Очарованье сатаны
Шрифт:
– Д-а-а… Ничего не скажешь. Интересные сны тебе снятся. Очень интересные, – повторил Тарайла. – От таких снов любой надрался бы до одурения. Но ты не расстраивайся – скоро Литва отвоюется, приколотишь над дверью вывеску “Юозас Томкус – мужской портной. Все шьет и все латает” и возьмешься за старое ремесло. Жизнь войдет в колею, и мы начнем жить и спать спокойно без выстрелов и стуков в дверь, без евреев и без русских. А если Бог смилуется, и без наших освободителей – немцев.
– Дай Бог, чтобы было именно так, как вы говорите, – пожелал себе
Тарайле Томкус.
– А ты что – не веришь? – напрягся Тарайла.
– Верю, верю. Но не может ли, понас Тадас, случиться так, что евреев не будет, русских не будет, немцы уберутся восвояси, а кошмары останутся?
– Тот, кто крепок духом, справится и с кошмарами, – сухо промолвил
Тадас. – Есть еще вопросы?
У Томкуса всегда было великое множество вопросов ко всем на свете, но он из предосторожности не осмеливался задавать их.
– Спрашивай! – подхлестнул его Тадас.
– Я хотел у вас, понас Тадас, спросить, что делать с
Семеном-Симонасом? Туткус говорит, что его надо порешить.
– С кем, с кем? Кого порешить?
– Старого безумца Семена-Симонаса. Вы его, понас Тадас, наверно, не раз видели, когда проезжали через развилку Мишкине – Паэжереляй. Он на обочине дороги ждет Мессию. Боится, чтобы тот по ошибке вместо
Мишкине не свернул в Паэжереляй. До войны крестьяне по пути на базар всегда останавливали на развилке лошадей и подкармливали его, а евреи, те показывали его своим заезжим американским родичам как достопримечательность.
– А что, по-твоему, с ним надо делать?
Томкус пожал плечами.
– А ничего. Разве что пожелать удачи. Чтобы дождался того, кого ждет. Мы же с тобой ведь тоже чего-то или кого-то ждем.
– Но Прыщавый Семен – еврей… Последний еврей Мишкине. Правда, он и сам об этом вряд ли уже помнит и сейчас похож скорее на придорожное распятие или на высохшее дерево, которое скрипит на ветру и того и гляди рухнет…
– Ну и пусть себе скрипит! Опасаться надо не больных безумцев, а здоровых, которые забрасывали цветами танки с красными звездами. А этот Семен, наверно, даже понятия не имеет о том, какое нынче столетие, и солнца с Востока он не ждал.
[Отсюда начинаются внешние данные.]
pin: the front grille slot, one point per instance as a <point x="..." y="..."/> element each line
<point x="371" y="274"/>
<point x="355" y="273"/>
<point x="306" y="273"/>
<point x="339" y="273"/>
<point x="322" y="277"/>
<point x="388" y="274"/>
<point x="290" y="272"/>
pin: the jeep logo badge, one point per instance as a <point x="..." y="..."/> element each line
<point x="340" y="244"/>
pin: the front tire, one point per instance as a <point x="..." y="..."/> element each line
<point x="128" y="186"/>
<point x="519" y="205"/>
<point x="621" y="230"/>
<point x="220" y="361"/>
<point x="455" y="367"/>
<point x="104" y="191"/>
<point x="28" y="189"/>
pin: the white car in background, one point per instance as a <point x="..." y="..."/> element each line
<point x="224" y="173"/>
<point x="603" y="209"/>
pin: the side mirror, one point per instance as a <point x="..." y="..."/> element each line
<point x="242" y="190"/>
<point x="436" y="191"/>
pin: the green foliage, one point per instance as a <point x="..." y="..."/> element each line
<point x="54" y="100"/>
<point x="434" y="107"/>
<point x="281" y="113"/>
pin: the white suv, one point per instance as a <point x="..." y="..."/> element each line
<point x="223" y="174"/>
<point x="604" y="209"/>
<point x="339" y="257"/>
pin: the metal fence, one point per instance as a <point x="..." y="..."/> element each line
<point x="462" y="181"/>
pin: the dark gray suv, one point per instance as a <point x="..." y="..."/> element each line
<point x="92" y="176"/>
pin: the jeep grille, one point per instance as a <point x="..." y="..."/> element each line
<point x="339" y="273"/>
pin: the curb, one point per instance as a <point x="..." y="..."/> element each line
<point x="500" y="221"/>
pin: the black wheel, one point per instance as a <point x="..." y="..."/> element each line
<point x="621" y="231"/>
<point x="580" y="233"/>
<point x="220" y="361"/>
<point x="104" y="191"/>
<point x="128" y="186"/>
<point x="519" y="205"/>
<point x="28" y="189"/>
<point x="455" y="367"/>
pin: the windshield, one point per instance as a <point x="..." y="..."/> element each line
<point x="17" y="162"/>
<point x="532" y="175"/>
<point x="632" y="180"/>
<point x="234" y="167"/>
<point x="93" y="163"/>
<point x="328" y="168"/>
– Он ждал Мессию, – поддакнул Томкус. – Значит, не трогать.
– Не трогать, – сказал на прощание Тарайла и, одернув френч, проводил Юозаса до дверей. – А с переездом не мешкай. Иначе останешься с носом. В случае надобности грузовичок подбросим.
Юозас кивнул.
Грузовичка не понадобилось. Томкус и его мать Антанина жили скромно и бедно – весь скарб можно было за один рейс перевезти на самой обыкновенной телеге. Но богобоязненная Антанина наотрез отказалась переезжать с окраинной Кленовой улицы на Рыбацкую.
– Я останусь тут, – заартачилась она.
– Но почему? Там и места больше, и к костелу ближе, – уговаривал ее
Юозас. – Если мы в эту квартиру не въедем, другие ее займут.
Банквечеры туда уже никогда не вернутся.
– А ты откуда знаешь?
– Знаю.
– Возвращаются,
–
Господь Бог в наказание подселяет их к живым, к тем, кто повинен в их смерти.
– А я, мам, никого не убивал…
Томкус не ожидал, что разговор примет такой оборот. От богомолки-матери он таких слов никогда не слышал. Она целыми днями напролет сидела в избе, кухарила, что-то вязала, вышивала, латала, чинила или читала стократно прочитанный от корки до корки молитвенник, в котором все заповеди, как считала Антанина, написаны под диктовку Господа ангелами-писарями, обученными Всевышним грамоте и реющими над грешной землей.
– Если хочешь, – смягчилась она, – переезжай сам. Женишься, приведешь на новую квартиру жену, у вас пойдут дети, а мне и тут хорошо… Я привыкла спать в своей постели, на своих подушках и под своим одеялом.
– Что за беда? Возьмешь все с собой. И настенные коврики с вышитыми лебедями. Все, что тебе дорого, – искушал он ее.
– Всего, Юозук, с собой не возьмешь. Тут твоя люлька стояла, там, за окном, отец после рыбалки свои сети сушил. Переезжай сам. А я к тебе по воскресеньям буду прямо из костела в гости приходить, а когда жена твоя родит, буду внуков нянчить. Но отсюда я никуда не уйду.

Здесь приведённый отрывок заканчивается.